Migrants into Mumbai are a wide and various category. Much like New York is celebrated to be, Mumbai is also a rich concentrate of art and commerce, sport and religion, entertainment and finance, and it is sustained by people who come here seeking their own individual grails, small and big. There are large numbers of poor workers pouring in from north India (although much less than commonly held, relatively less than in the ’70s) to take on the low-paid, low-skill jobs that the locals aspire to leave behind. Coming from contexts of abject deprivation, they come seeking sanctuary or fulfilment in Mumbai, and they provide the abundance of informal services that define the city. They’re not scroungers, they’re service providers. The cobbler, the dhobi, the chaiwallah, the coolie, the cab-driver, the construction-worker, the bhelpuri seller. Labour is not one lump, more people does not mean smaller portions. What’s more, in a flexible economy, the labour market adjusts to increase in supply. The myth that migrants “steal jobs” has long been busted, but it provides political arrivistes like Raj Thackeray a broad emotional plank to exploit.

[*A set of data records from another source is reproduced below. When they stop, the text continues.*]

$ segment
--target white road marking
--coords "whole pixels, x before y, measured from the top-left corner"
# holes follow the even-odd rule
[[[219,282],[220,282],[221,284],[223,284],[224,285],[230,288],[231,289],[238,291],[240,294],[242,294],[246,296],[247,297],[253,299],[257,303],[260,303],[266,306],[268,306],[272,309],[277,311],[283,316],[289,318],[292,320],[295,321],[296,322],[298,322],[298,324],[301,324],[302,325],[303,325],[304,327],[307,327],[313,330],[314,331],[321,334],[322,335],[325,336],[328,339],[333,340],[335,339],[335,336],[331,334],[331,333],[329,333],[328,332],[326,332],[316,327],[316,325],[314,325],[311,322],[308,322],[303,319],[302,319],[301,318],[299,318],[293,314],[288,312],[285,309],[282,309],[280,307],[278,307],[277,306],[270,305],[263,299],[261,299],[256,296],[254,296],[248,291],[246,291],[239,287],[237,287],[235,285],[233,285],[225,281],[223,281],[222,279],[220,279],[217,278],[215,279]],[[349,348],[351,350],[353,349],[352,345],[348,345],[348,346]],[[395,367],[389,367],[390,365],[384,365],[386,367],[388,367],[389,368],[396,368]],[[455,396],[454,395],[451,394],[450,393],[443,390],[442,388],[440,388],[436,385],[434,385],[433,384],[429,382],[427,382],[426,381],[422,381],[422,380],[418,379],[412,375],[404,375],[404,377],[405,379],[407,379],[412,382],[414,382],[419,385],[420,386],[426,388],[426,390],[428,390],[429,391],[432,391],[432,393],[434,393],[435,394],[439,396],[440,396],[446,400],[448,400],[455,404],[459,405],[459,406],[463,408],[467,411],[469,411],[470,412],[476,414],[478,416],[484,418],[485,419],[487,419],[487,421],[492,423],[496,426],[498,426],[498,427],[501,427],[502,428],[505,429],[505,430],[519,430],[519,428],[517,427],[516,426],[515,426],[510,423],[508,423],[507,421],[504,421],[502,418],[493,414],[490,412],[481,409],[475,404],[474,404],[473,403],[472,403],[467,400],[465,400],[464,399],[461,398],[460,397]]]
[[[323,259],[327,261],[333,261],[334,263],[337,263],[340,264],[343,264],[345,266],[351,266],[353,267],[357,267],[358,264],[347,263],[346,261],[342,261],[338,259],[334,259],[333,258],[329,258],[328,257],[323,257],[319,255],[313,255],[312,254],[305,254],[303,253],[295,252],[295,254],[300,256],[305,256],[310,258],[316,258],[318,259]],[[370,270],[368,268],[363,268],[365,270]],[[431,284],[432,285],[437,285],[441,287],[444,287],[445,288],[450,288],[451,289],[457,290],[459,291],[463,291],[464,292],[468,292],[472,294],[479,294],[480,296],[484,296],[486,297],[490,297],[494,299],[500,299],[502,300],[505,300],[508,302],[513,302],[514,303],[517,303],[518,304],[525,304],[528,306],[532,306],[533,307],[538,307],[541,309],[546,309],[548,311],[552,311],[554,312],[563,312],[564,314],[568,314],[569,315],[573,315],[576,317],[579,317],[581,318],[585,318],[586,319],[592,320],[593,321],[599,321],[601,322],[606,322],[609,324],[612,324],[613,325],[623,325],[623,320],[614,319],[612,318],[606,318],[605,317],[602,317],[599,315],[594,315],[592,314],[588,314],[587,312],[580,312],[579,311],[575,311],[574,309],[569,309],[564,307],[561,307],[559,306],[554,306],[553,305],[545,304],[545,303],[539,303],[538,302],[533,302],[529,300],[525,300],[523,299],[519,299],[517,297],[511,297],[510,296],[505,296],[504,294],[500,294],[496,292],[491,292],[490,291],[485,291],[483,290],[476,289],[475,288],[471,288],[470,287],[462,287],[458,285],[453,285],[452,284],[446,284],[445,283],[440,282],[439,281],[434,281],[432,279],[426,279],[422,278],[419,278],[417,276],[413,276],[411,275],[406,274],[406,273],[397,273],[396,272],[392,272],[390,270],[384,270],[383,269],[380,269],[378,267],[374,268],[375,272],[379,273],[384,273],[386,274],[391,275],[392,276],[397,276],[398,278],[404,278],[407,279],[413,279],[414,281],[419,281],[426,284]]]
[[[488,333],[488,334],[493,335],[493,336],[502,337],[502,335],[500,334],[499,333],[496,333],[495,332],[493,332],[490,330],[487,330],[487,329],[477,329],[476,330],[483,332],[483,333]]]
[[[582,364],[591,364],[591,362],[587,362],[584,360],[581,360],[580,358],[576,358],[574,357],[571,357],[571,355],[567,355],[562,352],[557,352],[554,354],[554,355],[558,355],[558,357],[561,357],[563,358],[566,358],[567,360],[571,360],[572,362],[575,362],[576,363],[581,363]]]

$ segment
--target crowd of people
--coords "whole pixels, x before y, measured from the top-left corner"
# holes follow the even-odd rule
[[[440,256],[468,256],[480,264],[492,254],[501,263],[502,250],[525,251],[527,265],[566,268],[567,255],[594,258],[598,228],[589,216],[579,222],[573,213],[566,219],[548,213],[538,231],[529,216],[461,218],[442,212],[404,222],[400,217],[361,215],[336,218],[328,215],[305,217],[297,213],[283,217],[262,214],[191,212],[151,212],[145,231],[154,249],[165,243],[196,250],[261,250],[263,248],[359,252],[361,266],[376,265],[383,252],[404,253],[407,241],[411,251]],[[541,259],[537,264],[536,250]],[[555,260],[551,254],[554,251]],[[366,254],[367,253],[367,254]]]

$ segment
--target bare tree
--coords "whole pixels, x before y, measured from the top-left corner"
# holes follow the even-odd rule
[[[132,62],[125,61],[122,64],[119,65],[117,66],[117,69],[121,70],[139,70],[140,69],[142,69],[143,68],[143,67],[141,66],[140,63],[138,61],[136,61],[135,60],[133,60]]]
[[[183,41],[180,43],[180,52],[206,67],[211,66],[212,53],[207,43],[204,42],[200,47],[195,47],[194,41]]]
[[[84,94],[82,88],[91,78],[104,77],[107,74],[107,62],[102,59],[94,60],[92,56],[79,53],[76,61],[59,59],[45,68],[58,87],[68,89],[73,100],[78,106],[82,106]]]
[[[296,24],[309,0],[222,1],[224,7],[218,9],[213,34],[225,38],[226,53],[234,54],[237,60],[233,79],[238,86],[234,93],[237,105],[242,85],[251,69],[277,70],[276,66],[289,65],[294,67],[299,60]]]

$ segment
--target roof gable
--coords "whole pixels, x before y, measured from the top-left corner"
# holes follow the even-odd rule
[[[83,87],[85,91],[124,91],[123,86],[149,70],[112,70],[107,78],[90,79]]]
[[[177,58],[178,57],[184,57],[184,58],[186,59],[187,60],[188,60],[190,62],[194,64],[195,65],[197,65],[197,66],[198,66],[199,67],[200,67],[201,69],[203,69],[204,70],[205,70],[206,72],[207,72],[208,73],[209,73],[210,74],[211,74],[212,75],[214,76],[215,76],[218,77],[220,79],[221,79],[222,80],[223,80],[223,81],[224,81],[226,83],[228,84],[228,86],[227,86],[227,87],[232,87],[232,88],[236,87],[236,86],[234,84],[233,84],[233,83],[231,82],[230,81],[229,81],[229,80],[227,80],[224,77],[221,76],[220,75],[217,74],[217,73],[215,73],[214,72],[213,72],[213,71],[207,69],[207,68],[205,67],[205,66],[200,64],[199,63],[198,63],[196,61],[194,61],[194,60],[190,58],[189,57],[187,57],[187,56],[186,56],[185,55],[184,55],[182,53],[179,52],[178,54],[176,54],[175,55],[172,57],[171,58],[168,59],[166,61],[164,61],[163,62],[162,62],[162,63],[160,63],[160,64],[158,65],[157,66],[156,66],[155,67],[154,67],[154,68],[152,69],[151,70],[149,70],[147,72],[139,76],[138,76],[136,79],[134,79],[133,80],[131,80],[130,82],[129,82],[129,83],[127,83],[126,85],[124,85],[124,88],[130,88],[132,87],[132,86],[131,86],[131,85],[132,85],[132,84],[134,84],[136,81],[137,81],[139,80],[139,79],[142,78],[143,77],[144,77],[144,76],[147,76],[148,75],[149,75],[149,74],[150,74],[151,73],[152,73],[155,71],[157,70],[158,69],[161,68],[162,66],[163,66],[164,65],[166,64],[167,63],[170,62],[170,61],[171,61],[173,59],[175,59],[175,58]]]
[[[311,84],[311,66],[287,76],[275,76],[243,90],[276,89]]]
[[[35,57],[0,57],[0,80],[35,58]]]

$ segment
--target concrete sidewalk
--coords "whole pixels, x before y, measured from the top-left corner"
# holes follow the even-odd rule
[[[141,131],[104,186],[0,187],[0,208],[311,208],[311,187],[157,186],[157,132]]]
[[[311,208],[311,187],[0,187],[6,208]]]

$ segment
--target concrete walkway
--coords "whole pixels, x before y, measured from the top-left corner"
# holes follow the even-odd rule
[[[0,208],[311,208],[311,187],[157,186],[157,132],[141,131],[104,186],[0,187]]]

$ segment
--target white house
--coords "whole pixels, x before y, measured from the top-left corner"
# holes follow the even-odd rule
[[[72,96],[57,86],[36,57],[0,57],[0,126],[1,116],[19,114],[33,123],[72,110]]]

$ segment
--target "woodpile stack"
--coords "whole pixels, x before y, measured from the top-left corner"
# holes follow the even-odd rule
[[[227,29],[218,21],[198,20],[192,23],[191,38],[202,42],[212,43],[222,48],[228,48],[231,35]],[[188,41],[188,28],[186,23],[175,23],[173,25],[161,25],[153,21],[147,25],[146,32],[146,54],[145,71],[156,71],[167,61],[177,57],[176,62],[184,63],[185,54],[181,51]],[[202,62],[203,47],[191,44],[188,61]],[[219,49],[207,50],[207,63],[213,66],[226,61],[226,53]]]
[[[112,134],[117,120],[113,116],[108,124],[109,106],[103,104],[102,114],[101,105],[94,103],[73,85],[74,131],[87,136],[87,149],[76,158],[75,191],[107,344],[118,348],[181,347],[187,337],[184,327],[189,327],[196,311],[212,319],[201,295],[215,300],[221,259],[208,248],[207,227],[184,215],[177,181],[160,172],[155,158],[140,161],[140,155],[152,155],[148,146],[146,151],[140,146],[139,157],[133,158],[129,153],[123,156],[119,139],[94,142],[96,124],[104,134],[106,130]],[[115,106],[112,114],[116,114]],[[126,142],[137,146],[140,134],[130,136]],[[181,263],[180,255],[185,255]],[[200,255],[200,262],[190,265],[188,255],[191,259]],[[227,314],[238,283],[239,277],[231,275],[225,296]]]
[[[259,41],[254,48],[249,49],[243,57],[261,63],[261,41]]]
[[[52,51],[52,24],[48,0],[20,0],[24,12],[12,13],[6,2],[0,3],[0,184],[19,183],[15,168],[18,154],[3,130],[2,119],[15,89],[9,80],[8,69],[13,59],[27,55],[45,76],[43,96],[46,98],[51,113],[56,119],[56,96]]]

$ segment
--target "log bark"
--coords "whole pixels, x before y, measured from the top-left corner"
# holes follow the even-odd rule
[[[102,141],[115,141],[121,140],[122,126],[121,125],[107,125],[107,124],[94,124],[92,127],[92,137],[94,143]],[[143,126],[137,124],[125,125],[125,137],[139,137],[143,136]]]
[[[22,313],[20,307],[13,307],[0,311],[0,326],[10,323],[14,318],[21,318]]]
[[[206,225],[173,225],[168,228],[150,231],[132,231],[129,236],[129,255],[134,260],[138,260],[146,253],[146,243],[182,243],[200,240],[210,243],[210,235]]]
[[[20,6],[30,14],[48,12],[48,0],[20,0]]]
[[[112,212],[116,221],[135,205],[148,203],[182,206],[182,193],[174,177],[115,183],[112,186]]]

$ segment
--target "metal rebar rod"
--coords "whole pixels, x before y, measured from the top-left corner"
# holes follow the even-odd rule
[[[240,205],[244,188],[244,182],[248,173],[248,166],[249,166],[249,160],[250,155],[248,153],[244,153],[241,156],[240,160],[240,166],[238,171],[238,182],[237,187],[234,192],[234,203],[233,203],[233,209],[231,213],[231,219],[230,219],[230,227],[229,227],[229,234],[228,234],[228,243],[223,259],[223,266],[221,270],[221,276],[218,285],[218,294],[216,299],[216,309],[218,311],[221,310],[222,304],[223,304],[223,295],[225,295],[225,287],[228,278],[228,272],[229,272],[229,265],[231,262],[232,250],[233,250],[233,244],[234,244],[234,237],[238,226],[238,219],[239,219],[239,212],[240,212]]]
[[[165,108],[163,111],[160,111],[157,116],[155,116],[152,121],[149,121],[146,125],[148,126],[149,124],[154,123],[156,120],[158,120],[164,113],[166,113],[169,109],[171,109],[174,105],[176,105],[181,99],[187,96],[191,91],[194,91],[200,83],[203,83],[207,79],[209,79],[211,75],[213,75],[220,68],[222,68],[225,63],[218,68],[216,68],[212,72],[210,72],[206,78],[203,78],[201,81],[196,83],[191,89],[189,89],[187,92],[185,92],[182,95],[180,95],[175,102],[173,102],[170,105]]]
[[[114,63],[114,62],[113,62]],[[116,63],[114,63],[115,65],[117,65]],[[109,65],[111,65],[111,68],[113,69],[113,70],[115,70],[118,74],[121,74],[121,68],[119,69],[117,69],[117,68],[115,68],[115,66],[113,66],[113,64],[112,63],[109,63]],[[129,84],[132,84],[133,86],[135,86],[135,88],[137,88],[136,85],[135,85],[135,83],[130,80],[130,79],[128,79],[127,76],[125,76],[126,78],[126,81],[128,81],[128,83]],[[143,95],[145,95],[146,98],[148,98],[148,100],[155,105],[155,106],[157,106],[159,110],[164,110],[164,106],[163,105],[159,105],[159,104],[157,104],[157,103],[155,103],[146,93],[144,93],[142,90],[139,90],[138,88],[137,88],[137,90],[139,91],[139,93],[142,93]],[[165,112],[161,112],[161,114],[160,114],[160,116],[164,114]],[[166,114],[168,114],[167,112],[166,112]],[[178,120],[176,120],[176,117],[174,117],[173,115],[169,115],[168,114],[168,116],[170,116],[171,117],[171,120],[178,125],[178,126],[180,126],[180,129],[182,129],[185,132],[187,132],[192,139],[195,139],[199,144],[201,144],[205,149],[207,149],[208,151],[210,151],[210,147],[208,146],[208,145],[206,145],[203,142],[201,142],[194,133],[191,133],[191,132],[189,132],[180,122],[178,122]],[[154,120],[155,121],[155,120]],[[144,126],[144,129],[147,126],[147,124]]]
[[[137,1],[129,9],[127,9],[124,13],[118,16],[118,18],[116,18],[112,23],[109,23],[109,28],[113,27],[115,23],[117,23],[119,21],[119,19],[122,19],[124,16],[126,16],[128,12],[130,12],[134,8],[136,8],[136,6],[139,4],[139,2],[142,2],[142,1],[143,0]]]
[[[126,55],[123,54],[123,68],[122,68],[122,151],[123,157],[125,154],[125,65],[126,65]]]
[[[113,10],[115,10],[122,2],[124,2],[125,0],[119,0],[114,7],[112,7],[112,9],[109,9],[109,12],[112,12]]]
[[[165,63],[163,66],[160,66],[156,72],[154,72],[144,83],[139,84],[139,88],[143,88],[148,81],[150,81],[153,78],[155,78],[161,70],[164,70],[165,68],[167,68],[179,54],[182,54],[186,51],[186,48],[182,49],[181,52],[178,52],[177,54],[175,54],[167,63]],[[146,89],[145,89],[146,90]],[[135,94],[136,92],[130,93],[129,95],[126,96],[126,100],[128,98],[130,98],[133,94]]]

But that this “anything you can do, we can do better” should be directed at the least skilled section of Mumbai’s migrants is revealing. That disaffected Maharashtrians should be asked to focus on fighting north Indians at the very bottom of the labour market shows a slump in self-image and ambition — one that canny politicians can play on. Maybe they should simply square their shoulders and grow up to Mumbai. Like the migrants do.